As someone who’s shared a few drinks with Chuck at informal rock-critic gatherings (real hoo-has, those), I can tell you this is exactly how he holds court and conversation. He’s great fun, but obdurate and occasionally too noisy. Ask someone to read his book aloud to you; at least you’ll both be able to get a word in edgewise.
Klosterman’s most closely held belief may be that “fake love,” as learned from movies like When Harry Met Sally, has overtaken real love. Neal Pollack, who fancies himself a lovable literary scamp, believes in fake writing. His is a fraud playing a fraud. Never Mind the Pollacks ploddingly retells the history of rock and its criticism, substituting over-the-top amplifications of the most obvious rock ‘n’ roll clichés in a lame, numbingly cynical attempt at parody. The laffs are emptier than MC Hammer’s bank account.
Narrator Paul St. Pierre, a composite of academically inclined critics like Robert Christgau, Greil Marcus, and Eric Weisbard, researches the life of Neal Pollack, a gonzo protagonist modeled after Lester Bangs—after, we find out, having murdered him in 1994. Like a music world Forrest Gump, Pollack’s life intersects with every historical figure’s: Elvis runs over his father, and he sleeps with Kurt Cobain’s mother. Sam Phillips, remembering first meeting the wildcat critic, tells St. Pierre, “Somehow, I thought, I have to give that boy a chance to express himself through popular music criticism.”

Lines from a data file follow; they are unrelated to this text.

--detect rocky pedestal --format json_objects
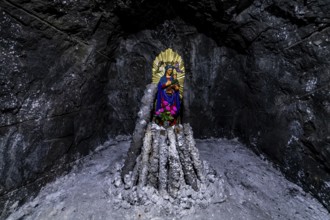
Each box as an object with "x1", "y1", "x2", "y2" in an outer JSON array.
[{"x1": 111, "y1": 123, "x2": 226, "y2": 214}]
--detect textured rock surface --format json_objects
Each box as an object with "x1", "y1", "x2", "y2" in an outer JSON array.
[
  {"x1": 0, "y1": 0, "x2": 330, "y2": 213},
  {"x1": 7, "y1": 139, "x2": 330, "y2": 220}
]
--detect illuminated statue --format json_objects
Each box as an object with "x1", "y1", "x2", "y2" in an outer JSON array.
[{"x1": 153, "y1": 49, "x2": 184, "y2": 127}]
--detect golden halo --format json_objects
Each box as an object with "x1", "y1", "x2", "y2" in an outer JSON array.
[{"x1": 152, "y1": 48, "x2": 185, "y2": 97}]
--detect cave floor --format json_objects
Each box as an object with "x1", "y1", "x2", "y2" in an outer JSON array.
[{"x1": 8, "y1": 139, "x2": 330, "y2": 220}]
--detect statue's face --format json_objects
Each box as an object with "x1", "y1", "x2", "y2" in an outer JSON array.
[{"x1": 166, "y1": 68, "x2": 173, "y2": 76}]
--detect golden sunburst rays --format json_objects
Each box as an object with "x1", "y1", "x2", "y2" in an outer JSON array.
[{"x1": 152, "y1": 48, "x2": 185, "y2": 97}]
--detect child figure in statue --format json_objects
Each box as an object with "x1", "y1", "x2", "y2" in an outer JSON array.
[{"x1": 155, "y1": 65, "x2": 181, "y2": 126}]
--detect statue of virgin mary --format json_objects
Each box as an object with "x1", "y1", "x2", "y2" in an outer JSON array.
[
  {"x1": 153, "y1": 49, "x2": 184, "y2": 126},
  {"x1": 155, "y1": 65, "x2": 181, "y2": 126}
]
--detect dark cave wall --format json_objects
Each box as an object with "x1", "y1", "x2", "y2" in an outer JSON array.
[{"x1": 0, "y1": 0, "x2": 330, "y2": 213}]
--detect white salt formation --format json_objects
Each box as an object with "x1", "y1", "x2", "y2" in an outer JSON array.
[{"x1": 110, "y1": 123, "x2": 226, "y2": 215}]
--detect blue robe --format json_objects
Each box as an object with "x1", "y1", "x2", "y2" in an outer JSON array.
[{"x1": 156, "y1": 74, "x2": 181, "y2": 118}]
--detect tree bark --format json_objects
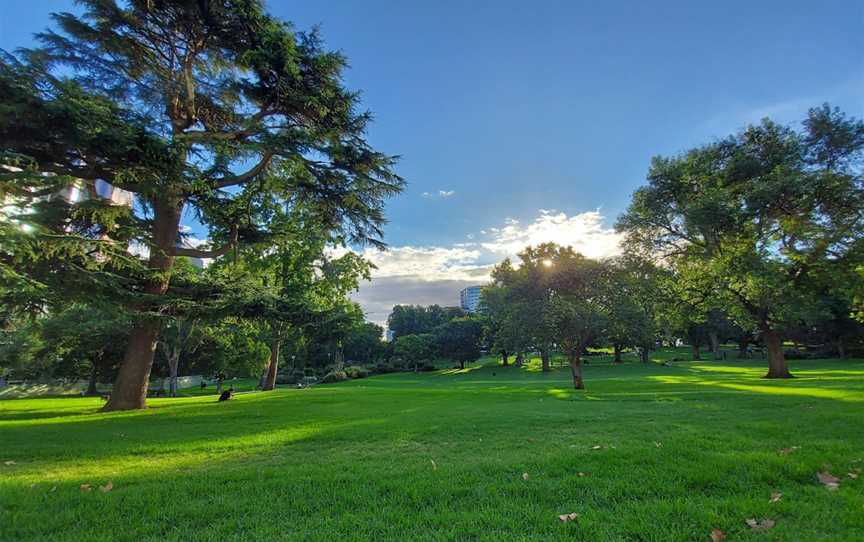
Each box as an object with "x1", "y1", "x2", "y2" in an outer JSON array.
[
  {"x1": 708, "y1": 331, "x2": 720, "y2": 360},
  {"x1": 102, "y1": 198, "x2": 183, "y2": 411},
  {"x1": 262, "y1": 337, "x2": 282, "y2": 391},
  {"x1": 762, "y1": 330, "x2": 792, "y2": 378},
  {"x1": 569, "y1": 354, "x2": 585, "y2": 390},
  {"x1": 85, "y1": 361, "x2": 99, "y2": 395},
  {"x1": 168, "y1": 348, "x2": 180, "y2": 397}
]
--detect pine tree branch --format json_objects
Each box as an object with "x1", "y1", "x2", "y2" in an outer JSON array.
[{"x1": 216, "y1": 151, "x2": 273, "y2": 188}]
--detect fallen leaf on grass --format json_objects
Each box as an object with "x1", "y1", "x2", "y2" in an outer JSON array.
[
  {"x1": 747, "y1": 518, "x2": 774, "y2": 531},
  {"x1": 816, "y1": 471, "x2": 840, "y2": 491}
]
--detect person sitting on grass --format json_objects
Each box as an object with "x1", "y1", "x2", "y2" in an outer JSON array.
[{"x1": 219, "y1": 386, "x2": 234, "y2": 401}]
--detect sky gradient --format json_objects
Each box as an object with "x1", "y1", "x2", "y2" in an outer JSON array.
[{"x1": 0, "y1": 0, "x2": 864, "y2": 322}]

For anyone familiar with rock history, this story could not be more banal; everyone else will be overwhelmed by inane references to semi-obscure albums and events. I’ll give you the book’s best punchline, because no one should have to pay for it. Pollack is trying to steal Nico’s drugs: “Nico wrenched away, dove for the door, and ran downstairs to the bus. Lou Reed was simultaneously giving and receiving a blowjob.” If author Pollack expressed any affection at all for rock, never mind criticism, this book would still suck—but at least we’d know he’s human. How sad, to be incapable of even fake love.